I dimly realized at some point that one option would be confessing to my project advisor that dealing with three, even two, novels was too much over the span of a week, especially when I had other concerns (such as cover letters, a test, & other job-hunting-related activities - oh, & trying to retain my sanity, too). But I would rather be able to offer him something instead and show him that I care about this project. Maybe even if I stay up all night reading over the next two days, I won't have something to say, but I think I will. At least I'll have fought with these novels. In a way, it seems laughable that I'm trying to wring meaning from every word, that I struggle to decide which words to look up, what to keep in my consciousness, what to let go of, but I want this!
I've started reading from the beginning again while underlining & circling & drawing emphatic asteriks in pencil, typing out notes, and selectively jotting down words to look up. My pace is horrifically slow.
Wah. Going to bed soon if I'm not focusing that well (it's almost 4!).

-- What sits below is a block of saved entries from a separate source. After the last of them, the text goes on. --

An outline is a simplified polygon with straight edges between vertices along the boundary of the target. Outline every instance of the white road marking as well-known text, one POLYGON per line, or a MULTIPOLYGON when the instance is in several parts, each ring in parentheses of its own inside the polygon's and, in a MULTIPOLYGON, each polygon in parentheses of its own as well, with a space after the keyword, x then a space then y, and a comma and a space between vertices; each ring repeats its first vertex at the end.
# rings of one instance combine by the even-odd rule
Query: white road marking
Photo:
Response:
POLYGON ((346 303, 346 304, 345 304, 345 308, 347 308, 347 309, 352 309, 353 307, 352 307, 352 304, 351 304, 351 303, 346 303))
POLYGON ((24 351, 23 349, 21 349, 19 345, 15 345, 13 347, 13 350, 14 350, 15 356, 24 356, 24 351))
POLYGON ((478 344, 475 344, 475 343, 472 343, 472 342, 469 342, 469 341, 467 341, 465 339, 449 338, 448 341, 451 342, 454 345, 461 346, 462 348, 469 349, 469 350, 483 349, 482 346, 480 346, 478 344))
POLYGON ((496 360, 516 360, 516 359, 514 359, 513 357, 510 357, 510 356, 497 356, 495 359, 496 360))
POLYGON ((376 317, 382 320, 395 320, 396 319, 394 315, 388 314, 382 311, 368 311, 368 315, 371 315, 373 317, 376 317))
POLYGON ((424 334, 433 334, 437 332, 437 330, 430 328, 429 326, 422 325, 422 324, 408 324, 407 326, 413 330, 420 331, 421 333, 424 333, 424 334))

I'm studying outside of my apartment tomorrow - I'm guessing at the cafe or even - yes - the library if all else fails. As an adult, I don't really like libraries. They're too quiet, and it makes me feel whiny rather than studious. In any case, I pinned down another student for moral support. I've been cooped up in my apartment for too long and am starting to feel like some sort of human slug - it's gross, and I need company, too. Financially, things are not going well (because I need to learn to manage my money), so I probably won't be going out to dinner with people that often this month, but studying! I've been looking for a good solution for awhile now, and this is a super way to bond with people without spending too much money!
A couple days ago, I discovered
Toppo. It's a snack that's basically pretzel sticks with yummy filling inside. I recommend the new 塩キャラメルトッポ (Salty Caramel Toppo) because the combination of sweet & salty is really yummy!